Taiwanese is defined by the Tone Sandhi Circle. Unlike non-tonal languages such as English and Japanese, where intonation is the primary carrier of affect, Taiwanese requires ”Tonal-Safe Emotional Mapping.”
MTL is a phonetically consistent, multi-syllable orthography based on POJ. MTL is sandhi-aware, meaning the written form of a multi-syllable word reflects the tone of the front syllable after Tone Sandhi has applied. This overcame the homonym ambiguity in character-based writing system.
Historically, this system functioned as a structural checksum; our research suggests that native speakers utilize a form of ”Perfect Pitch” to decode these melodic headers. When universal AI models fail to respect this melodic continuity, intelligibility drops significantly.
By treating Taiwanese as a formal signal-processing system rather than a collection of statistical probabilities, we enable a ”Sovereign AI” that outperforms universal models in both accuracy and cultural resonance.
MTL-TTS model utilized new modeling technologies:
Computers don't inherently understand the musicality of Taiwanese. MTLTag is our custom labeling system that acts as a "script supervisor" for the AI:
Precision Tone Sandhi: Taiwanese is famous for words changing tones based on context. MTLTag pre-calculates these shifts so the AI doesn't have to guess. Prosody Guidance: It marks where a sentence should breathe, pause, or rise in pitch, moving away from robotic, word-by-word synthesis.
Why This Project Matters for the Next Generation
Get Involved: We Need Your Tech Skills!
We have the data, we have the pipeline, and we have a model that is already "impressing the neighbors." But there is more to build.

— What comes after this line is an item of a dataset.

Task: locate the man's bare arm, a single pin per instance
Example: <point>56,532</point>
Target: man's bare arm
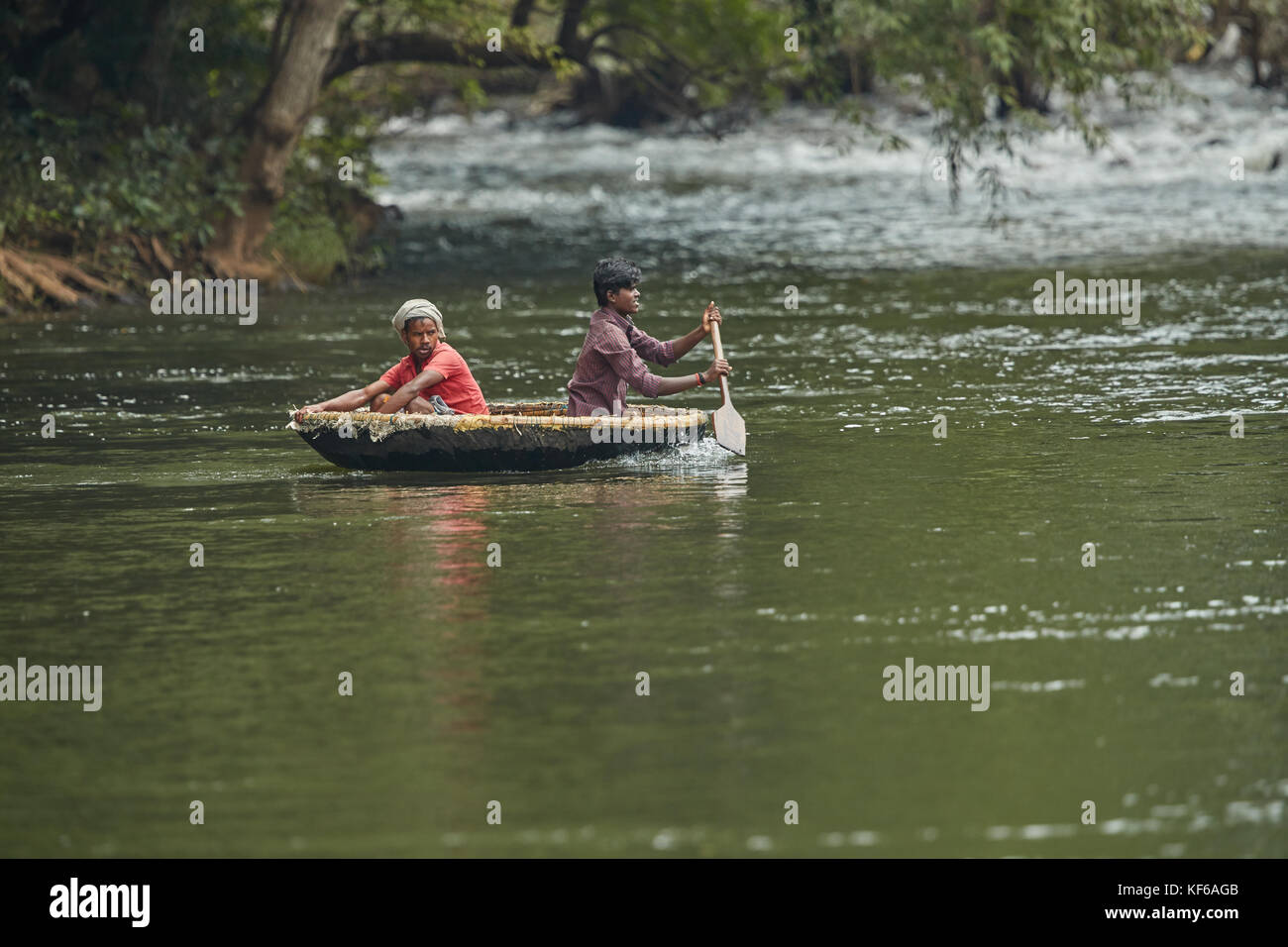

Are you a Python developer? Help us refine our Class-based converters for KIP/POJ. Are you into ML/NLP? Help us optimize our RoBERTa/XLM tagging and loss functions (`loss_mel`, `loss_kl`). Are you a Heritage Speaker? Help us review and "slice" audio to ensure the highest quality training data. Or better yet, help to design a model that can review synthesized audio file for correctness.
"I can't do this alone, but together we can fix it." Let’s ensure the language of our parents and grandparents has a seat at the table in the future of AI.

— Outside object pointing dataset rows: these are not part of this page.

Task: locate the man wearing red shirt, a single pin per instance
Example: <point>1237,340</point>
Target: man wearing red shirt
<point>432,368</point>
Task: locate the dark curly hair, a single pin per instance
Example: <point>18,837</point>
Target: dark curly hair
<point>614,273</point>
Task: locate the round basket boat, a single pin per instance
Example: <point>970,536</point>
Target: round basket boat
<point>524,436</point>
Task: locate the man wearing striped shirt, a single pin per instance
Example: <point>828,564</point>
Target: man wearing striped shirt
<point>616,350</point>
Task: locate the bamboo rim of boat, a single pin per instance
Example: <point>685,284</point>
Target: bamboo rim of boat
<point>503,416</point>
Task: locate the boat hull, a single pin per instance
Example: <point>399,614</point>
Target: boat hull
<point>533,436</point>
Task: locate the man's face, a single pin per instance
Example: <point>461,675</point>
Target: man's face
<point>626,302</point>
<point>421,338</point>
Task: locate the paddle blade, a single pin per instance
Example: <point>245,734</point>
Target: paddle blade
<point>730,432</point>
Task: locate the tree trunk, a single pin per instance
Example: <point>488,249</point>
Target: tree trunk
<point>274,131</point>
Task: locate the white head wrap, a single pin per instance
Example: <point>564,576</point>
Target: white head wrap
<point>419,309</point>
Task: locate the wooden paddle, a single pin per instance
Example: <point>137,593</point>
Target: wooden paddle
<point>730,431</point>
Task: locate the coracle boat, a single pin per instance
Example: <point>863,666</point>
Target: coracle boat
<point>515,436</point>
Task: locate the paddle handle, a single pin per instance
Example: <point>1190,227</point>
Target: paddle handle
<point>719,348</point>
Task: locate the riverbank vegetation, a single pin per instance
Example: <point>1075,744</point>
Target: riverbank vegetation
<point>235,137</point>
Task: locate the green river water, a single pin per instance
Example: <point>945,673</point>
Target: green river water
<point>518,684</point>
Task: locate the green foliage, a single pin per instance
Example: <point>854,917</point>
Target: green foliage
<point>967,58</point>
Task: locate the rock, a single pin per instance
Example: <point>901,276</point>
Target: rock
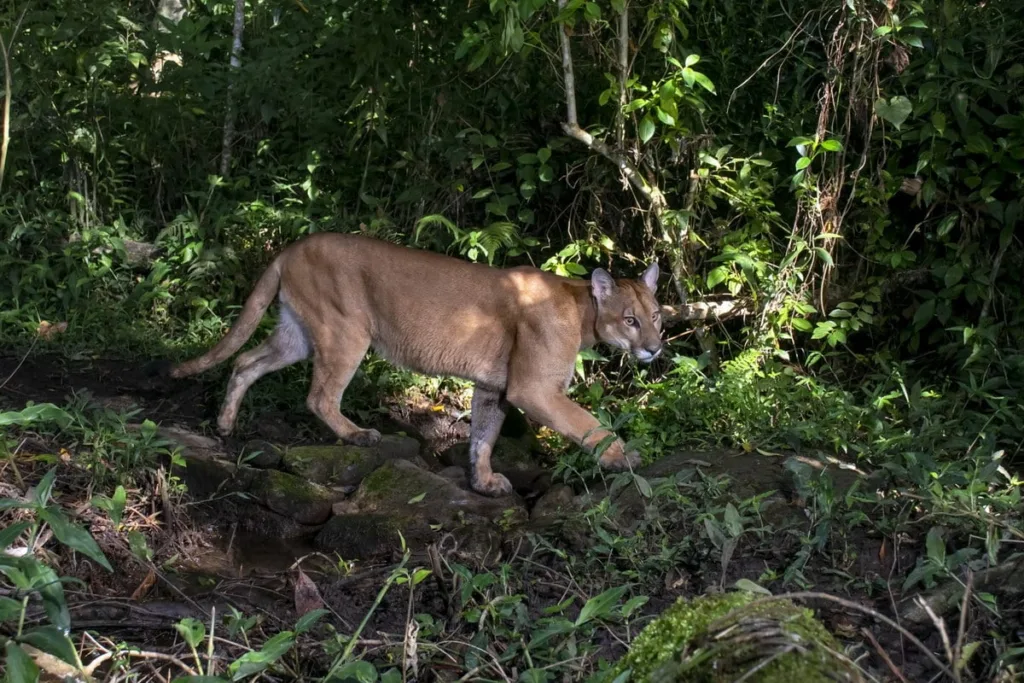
<point>261,455</point>
<point>399,427</point>
<point>400,497</point>
<point>344,465</point>
<point>552,505</point>
<point>510,458</point>
<point>457,475</point>
<point>517,428</point>
<point>304,502</point>
<point>359,536</point>
<point>188,439</point>
<point>722,637</point>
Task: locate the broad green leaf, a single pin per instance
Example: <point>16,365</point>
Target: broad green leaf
<point>953,274</point>
<point>896,111</point>
<point>253,663</point>
<point>74,536</point>
<point>751,587</point>
<point>646,128</point>
<point>704,81</point>
<point>20,668</point>
<point>925,312</point>
<point>41,493</point>
<point>947,224</point>
<point>192,630</point>
<point>307,621</point>
<point>363,672</point>
<point>936,547</point>
<point>44,580</point>
<point>600,605</point>
<point>732,520</point>
<point>51,641</point>
<point>717,276</point>
<point>824,256</point>
<point>643,485</point>
<point>10,534</point>
<point>36,413</point>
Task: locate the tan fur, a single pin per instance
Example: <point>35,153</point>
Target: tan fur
<point>514,333</point>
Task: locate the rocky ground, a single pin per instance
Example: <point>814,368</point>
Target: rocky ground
<point>265,513</point>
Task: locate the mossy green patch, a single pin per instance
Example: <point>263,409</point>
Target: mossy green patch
<point>346,465</point>
<point>293,497</point>
<point>719,638</point>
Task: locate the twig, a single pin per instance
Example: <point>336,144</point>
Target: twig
<point>5,49</point>
<point>161,656</point>
<point>34,339</point>
<point>850,604</point>
<point>962,629</point>
<point>882,653</point>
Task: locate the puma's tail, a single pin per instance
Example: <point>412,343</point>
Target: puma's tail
<point>252,312</point>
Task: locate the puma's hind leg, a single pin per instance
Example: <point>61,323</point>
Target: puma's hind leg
<point>287,345</point>
<point>337,355</point>
<point>487,415</point>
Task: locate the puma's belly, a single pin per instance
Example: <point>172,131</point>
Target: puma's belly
<point>477,352</point>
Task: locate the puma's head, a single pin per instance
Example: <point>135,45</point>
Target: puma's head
<point>628,315</point>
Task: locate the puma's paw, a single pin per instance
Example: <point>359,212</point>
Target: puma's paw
<point>225,425</point>
<point>365,437</point>
<point>615,460</point>
<point>495,485</point>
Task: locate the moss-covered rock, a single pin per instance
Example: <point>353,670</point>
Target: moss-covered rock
<point>293,497</point>
<point>344,465</point>
<point>261,455</point>
<point>363,536</point>
<point>512,458</point>
<point>721,638</point>
<point>401,497</point>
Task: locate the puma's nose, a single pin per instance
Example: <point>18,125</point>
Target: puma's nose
<point>649,352</point>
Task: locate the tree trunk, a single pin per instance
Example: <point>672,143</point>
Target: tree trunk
<point>225,151</point>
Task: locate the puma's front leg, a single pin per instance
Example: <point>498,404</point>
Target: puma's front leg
<point>488,410</point>
<point>567,418</point>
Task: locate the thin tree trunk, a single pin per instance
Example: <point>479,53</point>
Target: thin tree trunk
<point>5,141</point>
<point>624,73</point>
<point>225,151</point>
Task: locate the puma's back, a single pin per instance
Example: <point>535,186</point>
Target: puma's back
<point>515,332</point>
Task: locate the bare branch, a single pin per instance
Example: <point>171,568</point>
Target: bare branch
<point>225,151</point>
<point>567,76</point>
<point>5,48</point>
<point>624,72</point>
<point>702,310</point>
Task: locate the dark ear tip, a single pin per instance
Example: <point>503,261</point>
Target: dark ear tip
<point>160,368</point>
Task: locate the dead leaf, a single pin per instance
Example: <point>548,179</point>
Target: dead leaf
<point>144,587</point>
<point>48,330</point>
<point>307,597</point>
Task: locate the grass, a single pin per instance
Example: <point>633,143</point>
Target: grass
<point>941,466</point>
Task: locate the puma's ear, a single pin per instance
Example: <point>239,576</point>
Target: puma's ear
<point>601,284</point>
<point>649,278</point>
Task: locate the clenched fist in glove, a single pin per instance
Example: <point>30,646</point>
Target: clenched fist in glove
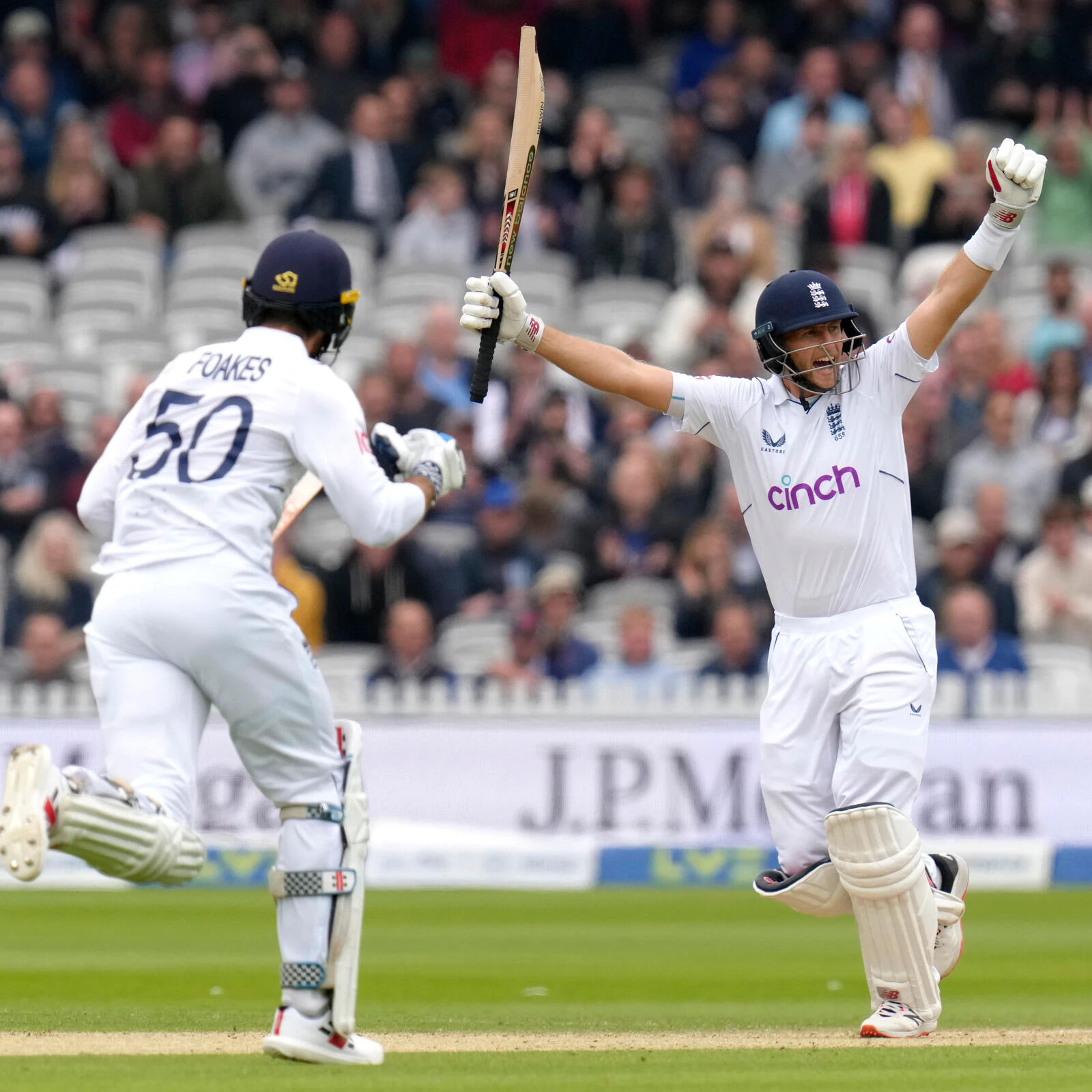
<point>422,452</point>
<point>1015,174</point>
<point>482,305</point>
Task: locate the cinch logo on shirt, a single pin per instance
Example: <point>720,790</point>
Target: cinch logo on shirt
<point>824,487</point>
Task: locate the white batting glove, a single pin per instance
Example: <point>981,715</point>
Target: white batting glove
<point>480,307</point>
<point>440,461</point>
<point>1015,174</point>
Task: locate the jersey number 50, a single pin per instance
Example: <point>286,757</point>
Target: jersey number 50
<point>174,434</point>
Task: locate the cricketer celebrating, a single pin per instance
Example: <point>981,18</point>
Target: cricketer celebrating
<point>186,497</point>
<point>818,460</point>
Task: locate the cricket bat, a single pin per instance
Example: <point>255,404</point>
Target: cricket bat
<point>527,127</point>
<point>303,493</point>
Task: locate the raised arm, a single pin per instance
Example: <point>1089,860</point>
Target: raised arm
<point>1016,176</point>
<point>600,366</point>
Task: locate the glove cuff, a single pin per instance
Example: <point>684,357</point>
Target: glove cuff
<point>990,246</point>
<point>531,334</point>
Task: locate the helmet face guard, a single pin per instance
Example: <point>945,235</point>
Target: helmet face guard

Note: This model was trained from a pool of two females and one male with 9000+ sentences for 36 hours with 160,000 steps of iteration(reading and listening 4 sentences at a time). For VITs, it is said that 350,000 steps are required to achieve a best model. We are sorting out and balancing the next training dataset. by changing the speed and pitch of one female and one male who are the minority of this dataset. By balancing multiple speakers training, we have better control. As a result, we are able to choose which person's voice for audio synthesis.